Giuseppe Bucci, regista Rai e di molti corti e spettacoli sulle tematiche sociali e lgbt+, è protagonista – mercoledì 21 agosto, dalle ore 21, al Giacinto Festival-Nature Lgbt+ – con Voci umane, retrospettiva di suoi cortometraggi cinematografici “Una notte ancora”, “La voce di Laura” e “Luigi e Vincenzo”. Un’occasione per saperne di più sul suo lavoro e il suo impegno a favore dei diritti.
Giuseppe, il titolo della X edizione del Giacinto Festival è “Lotta e Testimonianza”, come si traduce questo tema nel tuo lavoro di regista?
Da quando ho cominciato a girare cortometraggi, oltre dieci anni fa, e poi dirigere spettacoli, oltre all’amore enorme che ho per queste forme d’arte il mio obiettivo è sempre stato “lotta e testimonianza” (e non necessariamente, questo, per un artista, è un vantaggio) ho una storia personale non facile nell’accettazione della mia omosessualità e ho sempre pensato che le cose andavano cambiate con più velocità e urgenza possibile perché omofobia, discriminazione e ignoranza sono davvero ormai inaccettabili e danneggiano un sacco di vite, sopratutto di giovani e giovanissimi.
I tuoi cortometraggi toccano corde fondamentali per la comunità LGBTQ+. Come scegli i temi e i tuoi soggetti?
“Che domanda interessante.
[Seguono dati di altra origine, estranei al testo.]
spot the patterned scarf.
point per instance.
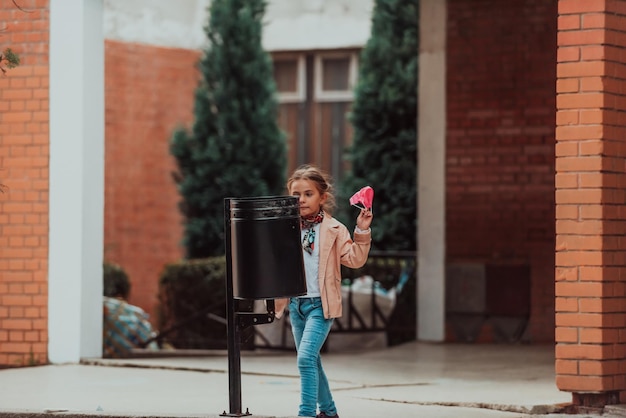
(308, 224)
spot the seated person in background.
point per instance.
(125, 326)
Nel cinema sono essenzialmente alcuni miei stati d’animo particolarmente intensi a dettare legge. Parto da sentimenti personali che mi hanno profondamente segnato come il rimpianto, la gioventù non vissuta (intendo con la accettazione di essere omosessuale, quindi per me sprecata ) l’abbandono in amore, il rancore verso chi ti ha privato della tua identità (come un genitore che non ti ha mai accolto… ) e che conosco quindi a fondo… e costruisco attorno a loro delle storie che li esprimano al meglio. Sono infatti lavori molto autobiografici nei sentimenti ma mai cose accadute davvero a me così come raccontate”.
Queste accade anche per sentimenti più leggeri comunque (ride) ho fatto lavori anche molto divertenti e ironici.
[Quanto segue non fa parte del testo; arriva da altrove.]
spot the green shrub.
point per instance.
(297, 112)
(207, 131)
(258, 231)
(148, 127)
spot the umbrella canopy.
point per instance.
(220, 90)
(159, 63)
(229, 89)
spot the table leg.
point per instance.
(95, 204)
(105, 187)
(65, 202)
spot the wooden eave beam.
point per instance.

“In teatro è un po’ diverso. Leggo dei testi e quando mi stupiscono per la loro bellezza e allo stesso tempo rispecchiano quei sentimenti allora cerco in tutti i modi di portarli in scena . È stato così per “In casa con Claude” di Dubois e sopratutto “Tom à là ferme” di Michel Marc Bouchard (di certo conoscete il fantastico film di Xavier Dolan). Bouchard e stato così convinto dai miei corti infatti da avermi concesso i diritti e sono stato il primo in assoluto in Italia a portarlo in scena a Roma e Napoli”.
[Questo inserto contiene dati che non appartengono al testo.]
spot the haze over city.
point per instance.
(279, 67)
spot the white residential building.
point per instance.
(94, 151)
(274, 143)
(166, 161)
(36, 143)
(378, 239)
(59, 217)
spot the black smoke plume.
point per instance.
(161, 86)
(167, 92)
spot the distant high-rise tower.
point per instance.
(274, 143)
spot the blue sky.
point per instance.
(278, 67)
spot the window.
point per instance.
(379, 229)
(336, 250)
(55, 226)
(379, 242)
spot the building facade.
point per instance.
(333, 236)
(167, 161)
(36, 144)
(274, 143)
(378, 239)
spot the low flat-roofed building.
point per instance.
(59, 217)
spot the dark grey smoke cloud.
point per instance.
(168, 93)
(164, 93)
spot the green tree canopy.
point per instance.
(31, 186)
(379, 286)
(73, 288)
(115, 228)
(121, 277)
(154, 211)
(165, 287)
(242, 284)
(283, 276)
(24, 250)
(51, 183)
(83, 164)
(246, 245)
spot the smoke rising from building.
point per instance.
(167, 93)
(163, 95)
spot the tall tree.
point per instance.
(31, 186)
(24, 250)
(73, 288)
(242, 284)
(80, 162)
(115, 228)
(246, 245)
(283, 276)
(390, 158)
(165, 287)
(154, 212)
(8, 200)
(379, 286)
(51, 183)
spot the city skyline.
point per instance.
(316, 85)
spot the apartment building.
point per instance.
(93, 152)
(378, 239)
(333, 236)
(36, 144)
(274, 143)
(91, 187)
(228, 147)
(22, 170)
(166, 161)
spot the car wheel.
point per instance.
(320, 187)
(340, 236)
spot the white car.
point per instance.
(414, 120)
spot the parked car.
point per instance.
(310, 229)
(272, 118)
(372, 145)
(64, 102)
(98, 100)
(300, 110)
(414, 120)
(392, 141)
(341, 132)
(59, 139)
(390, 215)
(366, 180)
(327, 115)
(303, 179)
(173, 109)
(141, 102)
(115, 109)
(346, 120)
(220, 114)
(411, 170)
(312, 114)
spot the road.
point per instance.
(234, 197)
Qual è il messaggio sociale e politico di ciascuno dei corti che presenti al Giacinto festival?
“Una notte ancora” con Ivan Bacchi (“La finestra di fronte” di Ozpetek) racconta la fine di una storia d’amore tra un uomo e un ragazzo molto giovane . In quel caso mi sono focalizzato su una falsata maturità affettiva e sessuale di chi ha cominciato a vivere ed accertarsi solo in età adulta a causa, appunto, di una società (e tante realtà familiari) ancora oggi molto omofoba e maschilista. Questo porta inevitabile a fare degli errori o vivere di rimpianti. “Luigi è Vincenzo” con Francesco Paolantoni e Patrizio Rispo era un palese urlo di rabbia contro un Italia che ancora (nel 2014) non aveva nemmeno approvato le unioni civili e che vedeva comunque consumare e finire (per orribili malattie) storie d’amore decennali tra uomini ormai ultra cinquantenni senza alcun diritto, riconoscimento o dignità. Il corto, usato anche come spot per il pride di Napoli e proiettato in tutto il mondo, fece molto rumore mi piace pensare di avere davvero contribuito un po’ anche io alla spinta e alla lotta che ci portò almeno a quella conquista. “La voce di Laura” con Rosaria De Cicco (“Le fate ignoranti” di Ozpetek) è una mia rielaborazione di “voce umana” di Cocteau in chiave lesbo. In quel caso l’obiettivo era condannare un paese che ancora non concede alle coppie omosessuali nessun tipo di strumento per avere e crescere un figlio. Una cosa assurda! Nel corto la protagonista viene lasciata perché l’altra donna preferisce avere un figlio “naturale” col marito piuttosto che avventurarsi nella guerra che devono affrontare le coppie gay in Italia per avere legalmente un figlio.